MELAYANG

Sri Wahyuni Nababan
Chapter #10

Tersiksa


Sudah dua hari ini badan mama Nida belum juga enakan. Ditambah lagi makan tidak teratur. Padahal kepala keluarga itu sudah sampai di rumah. Namun, tidak ada perhatian yang diberikan. Pekerjaannya lebih penting baginya daripada mengurusi istri yang sedang sakit.


Berulang kali mengeluh, cuma dijawab "hmmm". Tidak berapa lama, Dila mengeluarkan muntah tepat di sebelah wanita itu. Kemarahan yang tersimpan untuk Nida, kini diluapkan dengan mencubit tubuh Dila bagian kaki. Tentu saja bocah itu menangis karena tidak pernah dia rasakan sebelumnya. Papanya yang mendengar suara tangisan putrinya, langsung menghampiri dan memastikan apa yang telah terjadi.
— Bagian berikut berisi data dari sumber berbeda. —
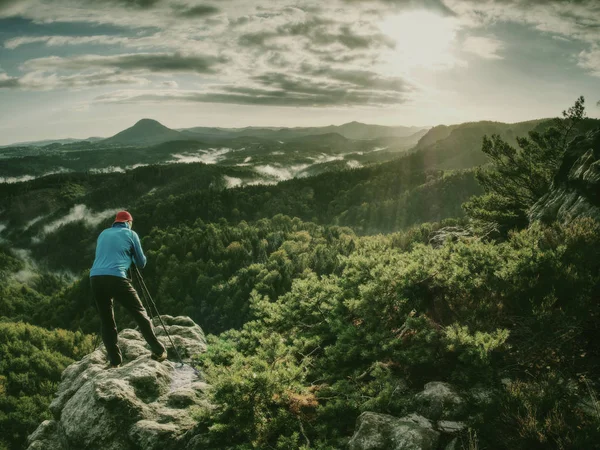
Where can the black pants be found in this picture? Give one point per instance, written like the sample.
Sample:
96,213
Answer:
105,288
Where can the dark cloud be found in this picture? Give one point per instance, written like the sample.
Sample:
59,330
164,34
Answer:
195,11
7,82
4,4
138,4
264,97
434,5
42,82
256,39
319,32
152,62
283,89
362,78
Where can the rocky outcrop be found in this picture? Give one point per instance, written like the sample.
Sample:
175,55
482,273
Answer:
428,429
439,401
382,432
575,191
143,404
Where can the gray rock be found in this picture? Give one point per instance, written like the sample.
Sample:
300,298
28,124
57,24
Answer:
575,190
449,427
143,404
382,432
439,401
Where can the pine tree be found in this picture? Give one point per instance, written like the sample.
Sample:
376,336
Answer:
518,177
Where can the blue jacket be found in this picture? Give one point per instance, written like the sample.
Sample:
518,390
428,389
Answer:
116,249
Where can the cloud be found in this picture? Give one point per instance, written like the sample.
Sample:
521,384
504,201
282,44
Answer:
484,47
149,62
590,60
281,173
210,156
285,90
232,182
81,212
44,81
57,41
194,11
8,82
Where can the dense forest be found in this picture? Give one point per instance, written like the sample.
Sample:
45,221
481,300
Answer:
330,295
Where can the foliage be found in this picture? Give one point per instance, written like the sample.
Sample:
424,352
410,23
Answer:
517,178
388,321
31,362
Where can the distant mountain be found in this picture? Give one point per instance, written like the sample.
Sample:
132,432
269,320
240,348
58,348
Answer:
145,132
352,130
51,141
459,146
"Kamu bisa nggak, bikin aku tenang?! Kepalaku pusing! Ini malah ribut!" bentak papanya Dila. Matanya seperti hendak keluar karena melotot pada mereka.


"Ini, nih, si Dila. Bikin sebel aja. Orang lagi nggak enak badan, malah muntah. Huh!"
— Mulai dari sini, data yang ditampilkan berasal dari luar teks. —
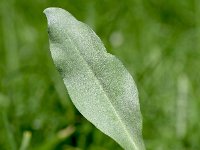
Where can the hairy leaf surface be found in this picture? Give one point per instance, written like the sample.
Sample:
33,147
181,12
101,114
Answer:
97,82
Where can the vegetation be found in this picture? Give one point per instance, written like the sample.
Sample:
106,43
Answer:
157,41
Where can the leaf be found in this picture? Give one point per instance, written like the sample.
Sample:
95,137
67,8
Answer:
97,82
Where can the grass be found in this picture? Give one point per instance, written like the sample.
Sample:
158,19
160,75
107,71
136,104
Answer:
159,44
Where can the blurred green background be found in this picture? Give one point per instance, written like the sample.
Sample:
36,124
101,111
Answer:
158,42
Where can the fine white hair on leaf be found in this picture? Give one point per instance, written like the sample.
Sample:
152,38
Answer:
99,85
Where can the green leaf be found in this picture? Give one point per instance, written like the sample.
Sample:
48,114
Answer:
97,82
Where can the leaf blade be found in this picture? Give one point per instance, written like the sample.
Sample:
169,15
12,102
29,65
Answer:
97,82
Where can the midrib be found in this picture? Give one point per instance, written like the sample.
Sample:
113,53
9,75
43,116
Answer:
107,97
"Tapi, kan, kamu Mamanya! Urus, lah! Ibu macam apa kamu!"


"Pa, maksudnya apa? Aku ngurusin sendirian, gitu? Jadi, apa fungsinya Papa sebagai kepala rumah tangga, ha?! Hanya mencari nafkah? Aku pun bisa kalau hanya gitu. Hah!"


"Kamu melawan? Sedikit pun nggak ngehargai aku? Dengar, ya, Ma. Aku ini laki-laki, nggak perlu seribet Mama. Paham?"


"Apa bedanya laki-laki sama perempuan? Kalau memang Papa bertanggung jawab, kerjakan, lah. Jangan cuma merintah aja," ungkap istrinya.


"Astaghfirullah, pantesan saja Nida bertingkah aneh. Orang mamanya kurang ajar sama suami. Nyesel aku nikah sama kamu, iya," celanya.


"Jadi, semua perkelahian kita berawal dari Nida, kan? Dan aku tidak pernah menginginkan Nida lahir dari rahimku. Terus Papa nyesel menikahi aku? Papa mau kita pisah? Gimana dengan keadaan Kevin dan Dila nantinya? Apa Papa mau mengorbankan masa depan mereka hanya karena masalah ini?"


"Udahlah, Papa pusing mikirin ini. Nggak di rumah, nggak kerjaan, sama-sama nggak ada beresnya. Bikin setres!"


Lelaki itu mulai terpancing emosi. Selama kepergian Nida, kerap sekali pertengkaran terjadi di antara mereka. Terlebih masalah anak dan urusan sekolah, masih saja tidak selesai. Ketenangan yang diharapkan sangat bertolak belakang. Nida benar-benar meninggalkan jejak keanehan. Pergi saja keluarganya tidak ada ketenangan.


"Mending pergi saja dari sini. Capek ngadepin kamu, Ma."